Out of the corner of a distracted eye, I saw colour and relaxation suffuse Lamb’s face, and I stored the information away; knowing his reaction to be important, yet not knowing why.
“When did the first servant die, Constable?” Sampson asked.
“1891. Pauline Gregson. Heart attack. The others at yearly intervals afterwards, though not in the same month. Two in May; two in June; a couple in July. All at different ends of the month.” Barker read from his notes in a manner that indicated he spent time practising his best policeman voice and wanted to try it out in safe company. “Though according to Gull there was an earlier one. Mary Bell the maid-of-all-work at number 57. Her brother got her the job. He was a butler, I believe. A clear case of suicide, no autopsy. But I discounted it. Didn’t fit the pattern of the rest of the deaths.”
“Why?”
“Rumour had it, she was pregnant and the word on the street was she didn’t want anything to do with the father.”

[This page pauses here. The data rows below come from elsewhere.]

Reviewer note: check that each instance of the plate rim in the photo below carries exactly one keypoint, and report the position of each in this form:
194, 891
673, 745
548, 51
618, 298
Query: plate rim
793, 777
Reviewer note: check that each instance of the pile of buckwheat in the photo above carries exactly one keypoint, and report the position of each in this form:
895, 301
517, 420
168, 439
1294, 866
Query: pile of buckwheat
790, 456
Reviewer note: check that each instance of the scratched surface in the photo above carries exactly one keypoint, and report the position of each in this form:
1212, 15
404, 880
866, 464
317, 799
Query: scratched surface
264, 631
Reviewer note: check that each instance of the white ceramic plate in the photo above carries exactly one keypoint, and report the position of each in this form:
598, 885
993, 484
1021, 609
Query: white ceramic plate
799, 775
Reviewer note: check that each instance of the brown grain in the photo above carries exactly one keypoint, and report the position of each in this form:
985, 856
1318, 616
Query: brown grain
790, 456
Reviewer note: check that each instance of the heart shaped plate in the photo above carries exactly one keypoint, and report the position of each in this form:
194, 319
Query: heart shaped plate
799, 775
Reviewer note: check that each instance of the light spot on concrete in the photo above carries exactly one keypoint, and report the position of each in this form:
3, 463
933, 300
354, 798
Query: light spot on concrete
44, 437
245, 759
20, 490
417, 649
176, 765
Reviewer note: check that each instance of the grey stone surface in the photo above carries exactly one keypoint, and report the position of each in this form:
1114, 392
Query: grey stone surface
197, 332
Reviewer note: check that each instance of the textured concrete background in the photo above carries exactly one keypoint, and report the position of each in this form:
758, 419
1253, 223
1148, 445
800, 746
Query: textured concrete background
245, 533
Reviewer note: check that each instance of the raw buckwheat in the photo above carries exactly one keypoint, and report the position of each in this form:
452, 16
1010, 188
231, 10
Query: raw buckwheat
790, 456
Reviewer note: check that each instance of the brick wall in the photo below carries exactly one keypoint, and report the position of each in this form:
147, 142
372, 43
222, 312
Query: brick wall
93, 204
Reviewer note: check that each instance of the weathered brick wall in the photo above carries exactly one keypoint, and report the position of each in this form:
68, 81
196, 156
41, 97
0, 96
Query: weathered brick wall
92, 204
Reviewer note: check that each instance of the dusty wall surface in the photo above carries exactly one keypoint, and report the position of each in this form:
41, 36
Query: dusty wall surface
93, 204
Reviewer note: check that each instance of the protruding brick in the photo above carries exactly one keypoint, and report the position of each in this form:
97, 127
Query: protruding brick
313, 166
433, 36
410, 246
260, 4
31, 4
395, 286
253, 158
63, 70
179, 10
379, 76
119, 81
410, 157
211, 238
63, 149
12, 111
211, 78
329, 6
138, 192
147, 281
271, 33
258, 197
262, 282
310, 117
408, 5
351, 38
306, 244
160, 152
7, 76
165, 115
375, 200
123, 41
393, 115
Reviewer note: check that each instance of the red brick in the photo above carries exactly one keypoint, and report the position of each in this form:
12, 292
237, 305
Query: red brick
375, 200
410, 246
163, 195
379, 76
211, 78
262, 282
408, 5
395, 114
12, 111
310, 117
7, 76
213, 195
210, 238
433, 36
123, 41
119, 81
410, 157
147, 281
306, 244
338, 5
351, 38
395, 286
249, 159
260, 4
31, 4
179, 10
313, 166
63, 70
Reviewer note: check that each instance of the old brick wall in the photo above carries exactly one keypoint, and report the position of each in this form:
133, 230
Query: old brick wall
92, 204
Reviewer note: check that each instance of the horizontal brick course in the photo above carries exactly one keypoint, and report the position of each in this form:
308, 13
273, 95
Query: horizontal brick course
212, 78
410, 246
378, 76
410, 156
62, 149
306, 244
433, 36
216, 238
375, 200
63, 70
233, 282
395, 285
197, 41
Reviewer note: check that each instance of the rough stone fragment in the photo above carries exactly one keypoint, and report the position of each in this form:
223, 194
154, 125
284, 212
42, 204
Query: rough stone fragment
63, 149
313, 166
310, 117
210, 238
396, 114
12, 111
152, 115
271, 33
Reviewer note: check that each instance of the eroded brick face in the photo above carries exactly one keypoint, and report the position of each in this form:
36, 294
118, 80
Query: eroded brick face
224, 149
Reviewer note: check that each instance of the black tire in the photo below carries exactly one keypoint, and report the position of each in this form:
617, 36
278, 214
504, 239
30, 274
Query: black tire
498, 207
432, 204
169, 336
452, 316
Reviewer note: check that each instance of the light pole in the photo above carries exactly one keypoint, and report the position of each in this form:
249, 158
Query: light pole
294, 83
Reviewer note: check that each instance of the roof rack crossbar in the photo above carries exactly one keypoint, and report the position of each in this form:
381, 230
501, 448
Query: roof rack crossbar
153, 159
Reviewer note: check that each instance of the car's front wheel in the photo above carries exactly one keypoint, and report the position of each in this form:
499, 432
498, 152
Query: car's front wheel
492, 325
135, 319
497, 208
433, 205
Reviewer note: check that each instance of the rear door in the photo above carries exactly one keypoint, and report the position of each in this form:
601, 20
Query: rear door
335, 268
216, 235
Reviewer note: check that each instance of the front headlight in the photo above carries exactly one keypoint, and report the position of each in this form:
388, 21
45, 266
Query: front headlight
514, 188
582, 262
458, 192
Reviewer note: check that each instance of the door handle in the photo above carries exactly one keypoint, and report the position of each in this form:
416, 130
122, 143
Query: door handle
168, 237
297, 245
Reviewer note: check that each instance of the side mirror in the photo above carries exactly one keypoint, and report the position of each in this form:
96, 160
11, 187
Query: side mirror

I grinned. CC nodded. Barker preened. Lamb looked ... sheepish, almost guilty, which, for him, was an unusual reaction to anything.
Of all CC’s men, Lamb was safe, predictable and honest. Even his flaws were well-known, worn with pride and acknowledged openly. Consequently, I was about to question his reaction when the world turned in the opposite direction and the moment was lost.
“Did you just say Uncle Mordy isn’t the murderer, guv?” Watkins enunciated every bit of his statement in order to ensure the whole room gave him their undivided attention. “When did you start calling Mr Gold anything other than that?”